I stopped at that point, feet as well as brain, realizing I'd walked all the way to Warrington's, a vast barnboard structure which locals sometimes called the country club. It was, sort of—there was a six-hole golf course, a stable and riding trails, a restaurant, a bar, and lodging for perhaps three dozen in the main building and the eight or nine satellite cabins. There was even a two-lane bowling alley, although you and your competition had to take turns setting up the pins. Warrington's had been built around the beginning of World War I. That made it younger than Sara Laughs, but not by much.

A long dock led out to a smaller building called The Sunset Bar. It was there that Warrington's summer guests would gather for drinks at the end of the day (and some for Bloody Marys at the beginning). And when I glanced out that way, I realized I was no longer alone. There was a woman standing on the porch to the left of the floating bar's door, watching me.

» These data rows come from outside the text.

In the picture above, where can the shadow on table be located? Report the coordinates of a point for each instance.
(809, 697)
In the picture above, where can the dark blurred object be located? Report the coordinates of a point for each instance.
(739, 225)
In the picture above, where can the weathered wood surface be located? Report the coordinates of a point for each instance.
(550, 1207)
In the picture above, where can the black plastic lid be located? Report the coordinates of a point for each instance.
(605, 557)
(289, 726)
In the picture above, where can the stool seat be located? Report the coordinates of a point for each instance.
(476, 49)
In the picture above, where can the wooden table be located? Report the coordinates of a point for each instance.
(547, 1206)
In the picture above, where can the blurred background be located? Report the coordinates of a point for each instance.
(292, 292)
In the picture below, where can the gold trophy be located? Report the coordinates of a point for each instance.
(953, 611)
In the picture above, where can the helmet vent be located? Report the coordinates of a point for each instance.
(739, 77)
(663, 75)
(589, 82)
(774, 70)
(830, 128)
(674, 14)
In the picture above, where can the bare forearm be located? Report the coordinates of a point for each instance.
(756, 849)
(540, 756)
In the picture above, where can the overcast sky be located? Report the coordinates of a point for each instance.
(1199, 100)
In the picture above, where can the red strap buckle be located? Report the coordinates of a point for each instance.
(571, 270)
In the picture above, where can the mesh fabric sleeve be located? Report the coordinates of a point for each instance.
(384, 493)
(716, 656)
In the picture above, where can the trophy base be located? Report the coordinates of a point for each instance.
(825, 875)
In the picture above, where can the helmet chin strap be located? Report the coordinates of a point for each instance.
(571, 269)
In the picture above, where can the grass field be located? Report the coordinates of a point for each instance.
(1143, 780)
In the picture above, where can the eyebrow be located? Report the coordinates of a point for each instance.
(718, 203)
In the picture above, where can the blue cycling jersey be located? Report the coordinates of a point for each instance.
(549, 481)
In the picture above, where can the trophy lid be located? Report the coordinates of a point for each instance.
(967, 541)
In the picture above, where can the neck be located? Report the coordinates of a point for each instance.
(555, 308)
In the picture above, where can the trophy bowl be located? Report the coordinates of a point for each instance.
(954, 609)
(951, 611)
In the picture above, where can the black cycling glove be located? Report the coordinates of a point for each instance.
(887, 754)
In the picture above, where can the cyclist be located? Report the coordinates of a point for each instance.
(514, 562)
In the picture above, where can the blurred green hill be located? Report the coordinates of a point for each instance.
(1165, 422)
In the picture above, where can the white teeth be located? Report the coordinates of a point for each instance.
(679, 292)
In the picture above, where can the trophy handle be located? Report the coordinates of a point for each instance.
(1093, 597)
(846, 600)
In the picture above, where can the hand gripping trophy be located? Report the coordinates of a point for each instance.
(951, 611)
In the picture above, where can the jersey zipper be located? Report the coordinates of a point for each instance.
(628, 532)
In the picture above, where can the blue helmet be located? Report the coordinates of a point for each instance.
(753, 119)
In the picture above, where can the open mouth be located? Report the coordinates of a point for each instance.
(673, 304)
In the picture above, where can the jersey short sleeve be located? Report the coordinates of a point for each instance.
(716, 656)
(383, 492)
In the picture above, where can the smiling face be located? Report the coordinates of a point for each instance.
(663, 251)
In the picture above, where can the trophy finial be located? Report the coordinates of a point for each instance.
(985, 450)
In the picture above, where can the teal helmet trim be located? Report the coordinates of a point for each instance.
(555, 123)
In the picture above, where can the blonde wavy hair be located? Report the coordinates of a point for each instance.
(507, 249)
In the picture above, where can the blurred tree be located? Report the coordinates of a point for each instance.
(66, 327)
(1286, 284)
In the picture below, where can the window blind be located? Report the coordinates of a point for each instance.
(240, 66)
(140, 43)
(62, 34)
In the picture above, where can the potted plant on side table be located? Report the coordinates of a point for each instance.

She gave me a pretty good jump. My nerves weren't in their best condition right then, and that probably had something to do with it . . . but I think she would have given me a jump in any case. Part of it was her stillness. Part was her extraordinary thinness. Most of it was her face. Have you ever seen that Edvard Munch drawing,
The Cry
? Well, if you imagine that screaming face at rest, mouth closed and eyes
watchful, you'll have a pretty good image of the woman standing at the end of the dock with one long-fingered hand resting on the rail. Although I must tell you that my first thought was not
Edvard Munch
but
Mrs. Danvers.

She looked about seventy and was wearing black shorts over a black tank bathing suit. The combination looked strangely formal, a variation on the ever-popular little black cocktail dress. Her skin was cream-white, except above her nearly flat bosom and along her bony shoulders. There it swam with large brown age-spots. Her face was a wedge featuring prominent skull-like cheekbones and an unlined lamp of brow. Beneath that bulge, her eyes were lost in sockets of shadow. White hair hung scant and lank around her ears and down to the prominent shelf of her jaw.

God, she's thin,
I thought.
She's nothing but a bag of—

A shudder twisted through me at that. It was a strong one, as if someone were spinning a wire in my flesh. I didn't want her to notice it—what a way to start a summer day, by revolting a guy so badly that he stood there shaking and grimacing in front of you—so I raised my hand and waved. I tried to smile, as well. Hello there, lady standing out by the floating bar. Hello there, you old bag of bones, you scared the living shit out of me but it doesn't take much these days and I forgive you. How the fuck ya doin? I wondered if my smile looked as much like a grimace to her as it felt to me.